Tribunal Administratif de Strasbourg — Décision N° TA67-2306391

jeudi 25 septembre 2025

JuridictionTribunal Administratif de Strasbourg
SectionTribunal Administratif de Strasbourg
N° DossierTA67-2306391
TypeDécision
RecoursExcès de pouvoir
Formation1ère chambre
Avocat requérantBERRY

Résumé IA

Le Tribunal Administratif de Strasbourg a rejeté la requête de M. A... contestant le refus du préfet du Haut-Rhin de lui délivrer une carte de résident. Le tribunal a estimé que le préfet avait légalement pu fonder son refus sur l’insuffisance et l’instabilité des ressources du requérant, au regard de l’article L. 426-17 du code de l’entrée et du séjour des étrangers et du droit d’asile. Il a également écarté le moyen tiré d’un défaut de justification de la consultation du fichier des antécédents judiciaires. La solution retenue est le rejet de l’ensemble des conclusions de la requête.

Texte intégral

Vu la procédure suivante :

Par une requête et un mémoire, enregistrés le 7 septembre 2023 et 16 juillet 2025, M. B... A..., représenté par Me Berry, demande au tribunal :

1°) de l’admettre au bénéfice de l’aide juridictionnelle à titre provisoire ;

2°) d’annuler la décision du 29 septembre 2022 par laquelle le préfet du Haut-Rhin a refusé de lui délivrer une carte de résident ;

3°) d’enjoindre au préfet du Haut-Rhin, à titre principal, de lui délivrer une carte de résident, et, à titre subsidiaire, de procéder au réexamen de sa demande en lui délivrant une autorisation provisoire de séjour, dans un délai de quinze jours à compter de la notification du jugement à intervenir, sous astreinte de cent euros par jour de retard ;

4°) de mettre à la charge de l’État la somme de 1 500 euros à verser à Me Berry, son avocate, au titre des dispositions de l’article L. 761-1 du code de justice administrative et de l’article 37 de la loi du 10 juillet 1991.

Il soutient que :
- la décision est entachée d’une erreur de droit et d’une erreur d’appréciation au regard des dispositions de l'article L. 426-17 du code de l'entrée et du séjour des étrangers et du droit d'asile ;
- le préfet doit justifier de la régularité de la consultation du fichier de traitement des antécédents judiciaires, en application des dispositions de l’article R. 40-29 du code de procédure pénale.

Par un mémoire en défense, enregistré le 7 décembre 2023, le préfet du Haut-Rhin conclut au rejet de la requête.

Il soutient que les moyens soulevés dans la requête ne sont pas fondés.

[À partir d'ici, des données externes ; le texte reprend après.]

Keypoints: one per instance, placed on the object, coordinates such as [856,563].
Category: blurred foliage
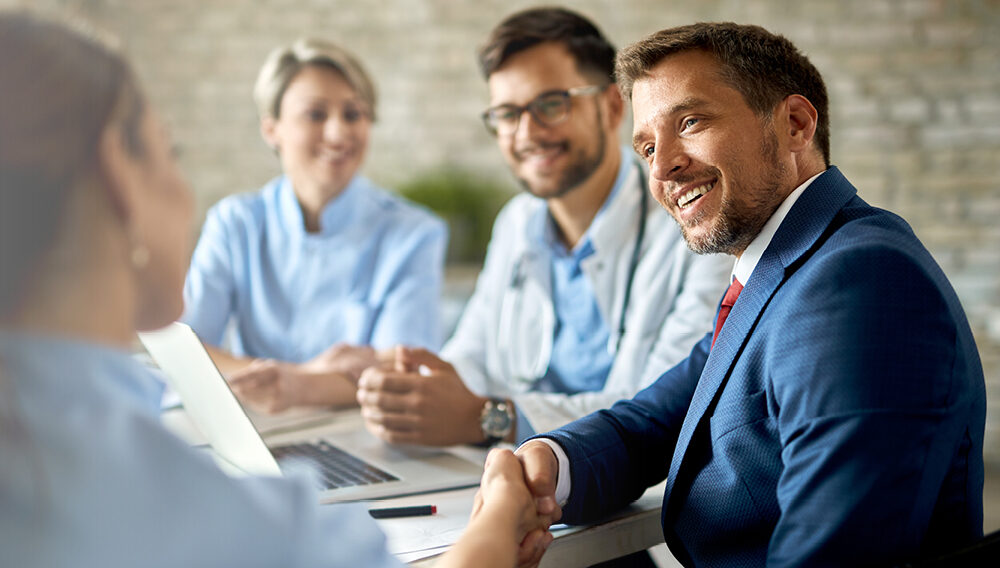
[467,202]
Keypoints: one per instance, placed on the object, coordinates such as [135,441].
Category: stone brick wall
[915,89]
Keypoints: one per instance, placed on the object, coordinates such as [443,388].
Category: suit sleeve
[871,409]
[616,454]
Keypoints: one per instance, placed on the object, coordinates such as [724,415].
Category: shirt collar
[337,213]
[747,261]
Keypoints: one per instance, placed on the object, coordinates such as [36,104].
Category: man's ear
[269,132]
[802,119]
[118,171]
[616,105]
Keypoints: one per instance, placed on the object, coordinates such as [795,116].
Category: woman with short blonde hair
[93,220]
[320,268]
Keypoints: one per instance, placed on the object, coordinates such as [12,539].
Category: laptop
[353,464]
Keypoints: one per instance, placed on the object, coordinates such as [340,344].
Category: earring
[139,257]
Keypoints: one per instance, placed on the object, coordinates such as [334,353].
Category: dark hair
[765,68]
[61,89]
[523,30]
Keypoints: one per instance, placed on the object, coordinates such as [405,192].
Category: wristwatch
[496,420]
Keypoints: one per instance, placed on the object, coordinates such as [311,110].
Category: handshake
[516,503]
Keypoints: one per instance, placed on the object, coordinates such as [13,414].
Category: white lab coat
[504,338]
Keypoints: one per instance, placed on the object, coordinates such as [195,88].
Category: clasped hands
[329,379]
[419,399]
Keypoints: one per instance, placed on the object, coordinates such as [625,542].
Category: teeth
[690,196]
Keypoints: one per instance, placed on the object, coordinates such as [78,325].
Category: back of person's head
[763,67]
[594,54]
[284,63]
[61,89]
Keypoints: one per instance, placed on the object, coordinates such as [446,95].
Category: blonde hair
[61,88]
[284,63]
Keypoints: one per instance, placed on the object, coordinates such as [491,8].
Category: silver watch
[496,420]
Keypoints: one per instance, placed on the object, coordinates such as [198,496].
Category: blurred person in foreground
[93,223]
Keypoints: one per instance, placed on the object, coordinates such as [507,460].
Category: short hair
[763,67]
[284,63]
[593,53]
[63,85]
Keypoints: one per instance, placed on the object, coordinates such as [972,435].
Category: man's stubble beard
[577,172]
[739,226]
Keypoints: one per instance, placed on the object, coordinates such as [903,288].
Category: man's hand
[419,399]
[504,499]
[541,472]
[271,386]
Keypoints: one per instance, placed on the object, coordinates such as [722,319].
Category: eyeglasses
[548,109]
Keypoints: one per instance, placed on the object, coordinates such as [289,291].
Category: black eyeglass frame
[492,123]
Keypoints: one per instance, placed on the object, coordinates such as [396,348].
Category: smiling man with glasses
[588,292]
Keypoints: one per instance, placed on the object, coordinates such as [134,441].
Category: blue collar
[337,213]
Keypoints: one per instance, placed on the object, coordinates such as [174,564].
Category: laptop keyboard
[337,467]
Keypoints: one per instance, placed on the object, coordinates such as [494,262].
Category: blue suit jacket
[838,420]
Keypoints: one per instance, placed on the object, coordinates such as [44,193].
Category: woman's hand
[506,511]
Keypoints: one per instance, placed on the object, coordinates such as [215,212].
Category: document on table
[414,538]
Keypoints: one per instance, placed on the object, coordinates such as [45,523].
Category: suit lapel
[799,231]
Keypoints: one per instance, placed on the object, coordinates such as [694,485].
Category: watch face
[496,422]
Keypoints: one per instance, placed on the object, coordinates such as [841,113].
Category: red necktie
[727,304]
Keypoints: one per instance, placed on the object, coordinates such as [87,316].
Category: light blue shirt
[581,358]
[372,275]
[90,478]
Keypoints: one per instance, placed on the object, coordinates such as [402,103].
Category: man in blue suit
[838,418]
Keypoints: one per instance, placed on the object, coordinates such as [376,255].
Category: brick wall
[915,89]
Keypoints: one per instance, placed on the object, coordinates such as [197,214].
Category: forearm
[490,540]
[325,389]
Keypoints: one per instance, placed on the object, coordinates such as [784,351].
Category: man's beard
[740,223]
[575,173]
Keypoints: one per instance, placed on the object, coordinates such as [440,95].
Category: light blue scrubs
[372,275]
[89,478]
[581,358]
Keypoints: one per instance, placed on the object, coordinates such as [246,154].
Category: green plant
[468,203]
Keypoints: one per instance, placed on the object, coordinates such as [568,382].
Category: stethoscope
[518,275]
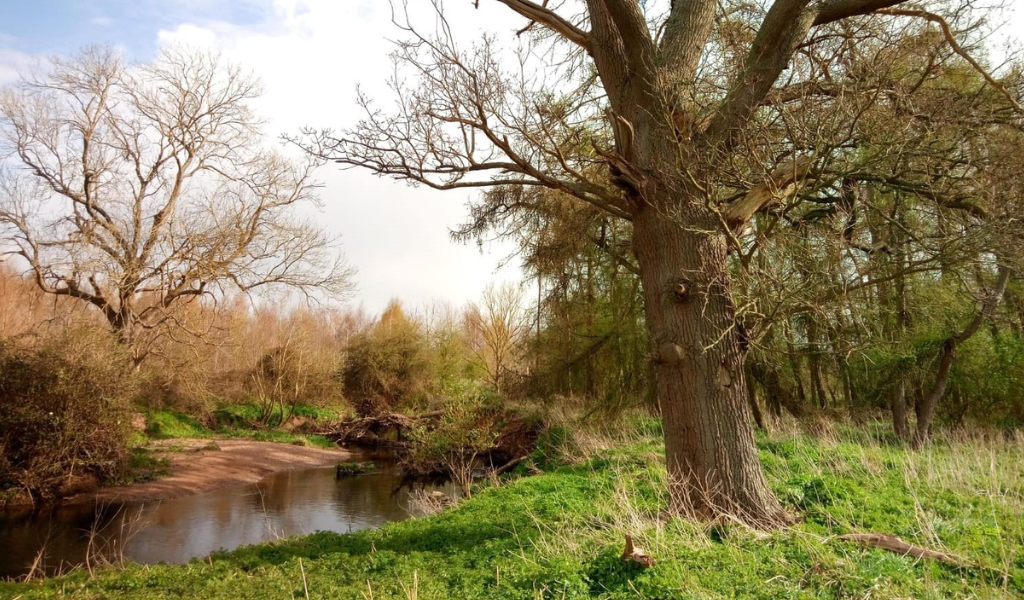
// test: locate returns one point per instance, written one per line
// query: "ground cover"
(560, 533)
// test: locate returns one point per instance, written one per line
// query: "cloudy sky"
(310, 55)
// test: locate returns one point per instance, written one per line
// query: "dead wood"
(895, 545)
(636, 554)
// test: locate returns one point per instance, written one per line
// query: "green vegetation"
(233, 421)
(47, 435)
(348, 469)
(559, 534)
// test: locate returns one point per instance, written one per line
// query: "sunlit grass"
(559, 534)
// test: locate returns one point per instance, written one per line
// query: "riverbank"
(202, 465)
(561, 533)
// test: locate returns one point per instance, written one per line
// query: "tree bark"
(901, 426)
(713, 463)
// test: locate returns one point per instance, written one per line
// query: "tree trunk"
(926, 409)
(752, 398)
(901, 426)
(713, 463)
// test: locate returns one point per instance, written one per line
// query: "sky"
(310, 54)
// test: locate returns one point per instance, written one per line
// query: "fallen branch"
(895, 545)
(636, 554)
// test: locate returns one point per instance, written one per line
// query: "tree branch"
(951, 40)
(839, 9)
(550, 19)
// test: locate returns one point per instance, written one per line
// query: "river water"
(176, 530)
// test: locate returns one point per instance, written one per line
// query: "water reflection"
(176, 530)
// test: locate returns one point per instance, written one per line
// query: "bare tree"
(676, 117)
(497, 330)
(138, 188)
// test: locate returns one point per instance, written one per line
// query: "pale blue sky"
(310, 55)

M. A... été admis au bénéfice de l’aide juridictionnelle totale par une décision de la section administrative du bureau d’aide juridictionnelle du 22 juin 2023.

Vu les autres pièces du dossier.

Vu :
- le code de l’entrée et du séjour des étrangers et du droit d’asile ;
- le code de procédure pénale ;
- la loi n° 91-647 du 10 juillet 1991 ;
- le code de justice administrative.

Les parties ont été régulièrement averties du jour de l’audience.

Le président de la formation de jugement a dispensé la rapporteure publique, sur sa proposition, de prononcer des conclusions à l’audience.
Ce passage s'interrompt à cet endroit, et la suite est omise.